Quelques points essentiels à connaître avant la rédaction d’un mémoire technique

par | Mise à jour le 3/02/2019 | Business

En parlant de marché public, le mémoire technique est une pièce d’une importance capitale, souvent exigée aux candidats souhaitant postuler à un appel d’offres. Ce mémoire est un document contractuel permettant aux demandeurs d’offre de juger les compétences techniques et financières de ces postulants…

Encore faut-il que ces postulants sachent traduire en papier leurs savoir-faire, d’où la nécessité du mémoire technique. Sur internet, on retrouve des exemples et types de mémoire technique à la disposition de tous. Mais sont-ils fiables ?

Le mémoire technique et les règles de rédaction

L’une des principales difficultés qui pourraient toucher les candidats d’un appel d’offres lors de la rédaction du mémoire technique est la "rédaction de contenu", surtout si aucun règlement de consultation n’est établi à son sujet.

Nombreuses sont les entreprises qui manquent de savoir-faire et de méthodologie pour soumissionner. Contrairement à ceux que les gens ont tendance à penser, ce mémoire n’est pas seulement un document technique comme son nom l’indique, il est aussi question de pragmatisme et de méthodologie de rédaction. La façon dont vous rédiger votre mémoire technique peut déjà convaincre ou non vos interlocuteurs.

Les domaines d’intervention du mémoire technique

Sur internet, il existe de nombreux termes qui peuvent traduire la signification du mémoire technique : mémoire explicatif, mémoire technique justificatif, mémoire justificatif, mémoire d’offre technique ou encore mémoire de note méthodologique.

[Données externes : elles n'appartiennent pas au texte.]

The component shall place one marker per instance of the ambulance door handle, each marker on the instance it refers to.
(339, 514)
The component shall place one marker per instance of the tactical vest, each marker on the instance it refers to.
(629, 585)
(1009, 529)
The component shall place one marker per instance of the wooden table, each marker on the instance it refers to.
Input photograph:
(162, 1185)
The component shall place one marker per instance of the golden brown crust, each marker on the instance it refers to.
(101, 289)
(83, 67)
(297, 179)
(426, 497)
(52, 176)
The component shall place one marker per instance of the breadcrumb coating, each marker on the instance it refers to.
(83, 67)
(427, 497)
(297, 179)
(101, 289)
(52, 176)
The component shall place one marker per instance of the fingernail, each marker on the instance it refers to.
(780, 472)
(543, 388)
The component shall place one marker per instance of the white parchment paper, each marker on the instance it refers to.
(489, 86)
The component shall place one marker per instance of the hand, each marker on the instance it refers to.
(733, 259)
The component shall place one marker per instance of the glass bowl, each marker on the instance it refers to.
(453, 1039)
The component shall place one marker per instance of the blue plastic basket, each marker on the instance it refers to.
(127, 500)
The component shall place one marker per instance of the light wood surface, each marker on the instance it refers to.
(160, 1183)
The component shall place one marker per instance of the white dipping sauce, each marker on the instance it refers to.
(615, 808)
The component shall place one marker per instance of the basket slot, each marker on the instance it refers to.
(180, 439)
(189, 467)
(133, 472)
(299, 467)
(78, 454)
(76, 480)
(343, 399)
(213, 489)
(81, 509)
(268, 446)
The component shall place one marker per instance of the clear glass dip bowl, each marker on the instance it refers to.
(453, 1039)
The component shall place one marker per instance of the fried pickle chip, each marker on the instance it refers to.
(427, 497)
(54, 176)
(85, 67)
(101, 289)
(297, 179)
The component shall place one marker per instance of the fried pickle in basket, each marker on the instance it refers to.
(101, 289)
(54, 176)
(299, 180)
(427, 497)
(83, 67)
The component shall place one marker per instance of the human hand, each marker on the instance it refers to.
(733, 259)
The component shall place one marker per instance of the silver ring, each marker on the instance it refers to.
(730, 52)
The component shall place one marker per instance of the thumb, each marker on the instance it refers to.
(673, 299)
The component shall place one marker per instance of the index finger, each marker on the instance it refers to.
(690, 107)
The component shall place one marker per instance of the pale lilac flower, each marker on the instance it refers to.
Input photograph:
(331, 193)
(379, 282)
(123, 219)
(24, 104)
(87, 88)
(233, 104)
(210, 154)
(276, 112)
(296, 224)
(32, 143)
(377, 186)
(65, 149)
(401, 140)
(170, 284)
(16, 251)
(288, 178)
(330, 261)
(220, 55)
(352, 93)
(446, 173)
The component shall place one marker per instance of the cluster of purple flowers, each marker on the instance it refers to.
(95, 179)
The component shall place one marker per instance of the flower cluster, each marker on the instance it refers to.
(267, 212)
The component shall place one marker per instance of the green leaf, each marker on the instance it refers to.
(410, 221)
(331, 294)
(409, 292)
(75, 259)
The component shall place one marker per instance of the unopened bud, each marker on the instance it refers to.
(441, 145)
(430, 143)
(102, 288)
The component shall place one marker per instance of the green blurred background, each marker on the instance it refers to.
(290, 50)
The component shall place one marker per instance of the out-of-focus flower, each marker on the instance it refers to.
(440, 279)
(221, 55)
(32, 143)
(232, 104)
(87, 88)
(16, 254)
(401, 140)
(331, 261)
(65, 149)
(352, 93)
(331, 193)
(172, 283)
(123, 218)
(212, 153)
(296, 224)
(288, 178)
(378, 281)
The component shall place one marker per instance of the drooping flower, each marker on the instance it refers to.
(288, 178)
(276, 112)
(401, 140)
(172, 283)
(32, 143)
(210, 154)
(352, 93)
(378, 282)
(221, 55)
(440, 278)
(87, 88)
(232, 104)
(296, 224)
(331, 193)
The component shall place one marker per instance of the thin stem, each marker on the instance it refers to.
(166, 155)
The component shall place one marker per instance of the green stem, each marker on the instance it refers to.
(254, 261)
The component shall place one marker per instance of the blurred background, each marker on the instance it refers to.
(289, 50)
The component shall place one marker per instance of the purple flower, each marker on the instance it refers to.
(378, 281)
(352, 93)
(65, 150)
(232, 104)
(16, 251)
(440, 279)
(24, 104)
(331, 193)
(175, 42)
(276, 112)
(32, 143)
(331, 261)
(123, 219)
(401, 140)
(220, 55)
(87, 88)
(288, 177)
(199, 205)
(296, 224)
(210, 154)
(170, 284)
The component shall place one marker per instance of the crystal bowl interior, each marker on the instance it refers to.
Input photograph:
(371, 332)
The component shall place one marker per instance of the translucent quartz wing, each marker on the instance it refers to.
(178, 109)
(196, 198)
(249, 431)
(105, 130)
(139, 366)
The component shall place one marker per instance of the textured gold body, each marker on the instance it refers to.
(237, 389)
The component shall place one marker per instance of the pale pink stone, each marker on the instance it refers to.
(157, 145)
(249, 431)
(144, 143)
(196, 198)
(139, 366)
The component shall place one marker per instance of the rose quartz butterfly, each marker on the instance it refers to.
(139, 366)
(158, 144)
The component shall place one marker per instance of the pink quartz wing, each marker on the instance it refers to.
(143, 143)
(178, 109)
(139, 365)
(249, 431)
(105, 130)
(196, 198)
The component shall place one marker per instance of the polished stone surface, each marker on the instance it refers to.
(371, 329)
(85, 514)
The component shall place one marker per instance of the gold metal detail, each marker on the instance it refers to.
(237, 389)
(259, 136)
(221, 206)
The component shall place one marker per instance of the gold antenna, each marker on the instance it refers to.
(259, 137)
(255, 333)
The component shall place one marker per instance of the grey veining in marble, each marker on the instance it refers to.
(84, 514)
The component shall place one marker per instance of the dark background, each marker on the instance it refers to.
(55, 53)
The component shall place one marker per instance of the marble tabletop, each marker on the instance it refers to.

Nombreux sont les règlements de consultation qui exigent sa fourniture, notamment, les marchés de travaux publics, les gardiennages et sécurité, les maîtrises d’œuvre, les espaces verts, les gros œuvres. Les travaux réalisés sur les chantiers de bâtiment exigent aussi la rédaction de ce mémoire technique : réseau d’assainissement, électricité, peinture, maçonnerie, plomberie chauffage, menuiserie, démolition, VRD (Voirie et Réseaux Divers)… Il peut aussi intervenir dans d’autres domaines comme l’informatique, les formations professionnelles, les bureaux d’études, le nettoyage des pièces…

Qu’en est-il des mémoires techniques "types" ?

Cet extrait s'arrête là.